図書館の左奥、柔らかい日差しが差し込む2人がけの席がセブルスとナマエの指定席になった。入口から最も遠くにあるため、廊下のざわめきも聞こえず静かに読書をすることができるし、ついたてと本棚に隠れ、周りからの視線も気にならない。
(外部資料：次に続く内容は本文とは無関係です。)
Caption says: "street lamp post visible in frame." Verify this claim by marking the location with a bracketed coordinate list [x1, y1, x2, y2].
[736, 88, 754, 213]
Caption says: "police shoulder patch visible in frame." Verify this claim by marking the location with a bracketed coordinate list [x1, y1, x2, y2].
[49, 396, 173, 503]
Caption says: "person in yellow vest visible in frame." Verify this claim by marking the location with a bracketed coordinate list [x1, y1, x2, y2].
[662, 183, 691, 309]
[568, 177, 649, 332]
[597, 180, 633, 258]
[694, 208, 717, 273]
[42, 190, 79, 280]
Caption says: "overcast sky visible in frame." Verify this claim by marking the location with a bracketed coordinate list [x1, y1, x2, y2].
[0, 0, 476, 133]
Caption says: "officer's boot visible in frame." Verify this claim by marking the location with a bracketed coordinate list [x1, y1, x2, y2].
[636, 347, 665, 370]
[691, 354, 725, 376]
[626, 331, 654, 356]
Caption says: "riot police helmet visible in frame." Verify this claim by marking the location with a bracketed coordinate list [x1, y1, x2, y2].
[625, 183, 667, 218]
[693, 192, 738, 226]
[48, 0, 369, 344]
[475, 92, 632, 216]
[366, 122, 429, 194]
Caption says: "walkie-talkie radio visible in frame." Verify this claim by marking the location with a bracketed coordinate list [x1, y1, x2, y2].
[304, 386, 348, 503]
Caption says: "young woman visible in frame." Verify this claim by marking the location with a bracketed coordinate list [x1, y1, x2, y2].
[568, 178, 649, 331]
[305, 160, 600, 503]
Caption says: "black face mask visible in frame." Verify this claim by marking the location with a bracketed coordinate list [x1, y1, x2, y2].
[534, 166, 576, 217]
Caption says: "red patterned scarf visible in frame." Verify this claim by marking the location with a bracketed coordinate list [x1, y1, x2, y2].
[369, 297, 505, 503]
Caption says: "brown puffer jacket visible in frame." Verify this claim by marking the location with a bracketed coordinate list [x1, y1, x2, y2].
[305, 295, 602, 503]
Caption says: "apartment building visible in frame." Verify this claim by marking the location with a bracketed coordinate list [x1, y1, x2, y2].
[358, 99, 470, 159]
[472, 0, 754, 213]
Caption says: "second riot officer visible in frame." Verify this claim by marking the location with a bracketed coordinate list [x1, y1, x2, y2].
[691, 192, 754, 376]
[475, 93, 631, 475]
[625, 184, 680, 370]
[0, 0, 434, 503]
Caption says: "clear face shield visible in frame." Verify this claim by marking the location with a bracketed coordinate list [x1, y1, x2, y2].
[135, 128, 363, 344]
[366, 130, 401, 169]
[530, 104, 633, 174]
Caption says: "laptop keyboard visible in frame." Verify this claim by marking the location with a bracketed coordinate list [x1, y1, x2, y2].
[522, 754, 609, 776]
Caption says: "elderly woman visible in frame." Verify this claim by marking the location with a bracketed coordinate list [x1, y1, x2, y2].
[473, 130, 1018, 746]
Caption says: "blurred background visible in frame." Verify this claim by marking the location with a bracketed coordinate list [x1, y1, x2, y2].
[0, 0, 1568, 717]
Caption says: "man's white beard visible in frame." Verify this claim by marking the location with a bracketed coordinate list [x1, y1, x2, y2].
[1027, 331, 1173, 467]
窓側に座るセブルスの顔は夕暮れに映える。ナマエはそんなセブルスの顔を見るのが好きで、毎日夕方になると必ず図書館にくるようにしていた。今日も、2人でレポートを仕上げている。
「どうした?」
手が止まっているナマエを見て、セブルスが首をかしげる。
『ううん、なんでもない。ちょっと見とれてただけ』
ナマエの言葉にセブルスが目を丸くする。そんなセブルスの反応を見てナマエも恥ずかしくなる。ナマエは羊皮紙へ目を落とし、レポートを再開した。
「おい、間違えてるぞ」
『やだっ。どこどこ?』
「2枚目の1番上。この本に書いてあることと違う」
そう言うとセブルスは自分の前に積み重ねてある本から1冊を手にとった。ページをめくり、ナマエが見えるように開いて近づける。
「よく読んでみろ」
『ちゃんと見ながら書いたはずなんだけどな……』
ナマエが身を乗り出して2人の間に置かれた本を覗き込むと、頬に温かいものがふれた。ちゅっ、と、頬がかわいらしい音を立てる。
『えっ……え?』
何が起こったのかわからないナマエは頬を手で押さえ、本とレポートとセブルスを交互に見た。
「嘘だ」
頬を染めてそっぽを向くセブルスを見て、キスをされたんだと気づく。レポートは、間違えていなかった。
『え、えええぇぇっ』
ガタンと音を立て、勢いよく立ち上がったナマエの声が図書館中に響く。何事だという視線から逃れるために、セブルスが急いで手首をつかみ座らせる。セブルスはついたての影に隠れるよう顔を近づけ、小声で「騒ぐな」と言った。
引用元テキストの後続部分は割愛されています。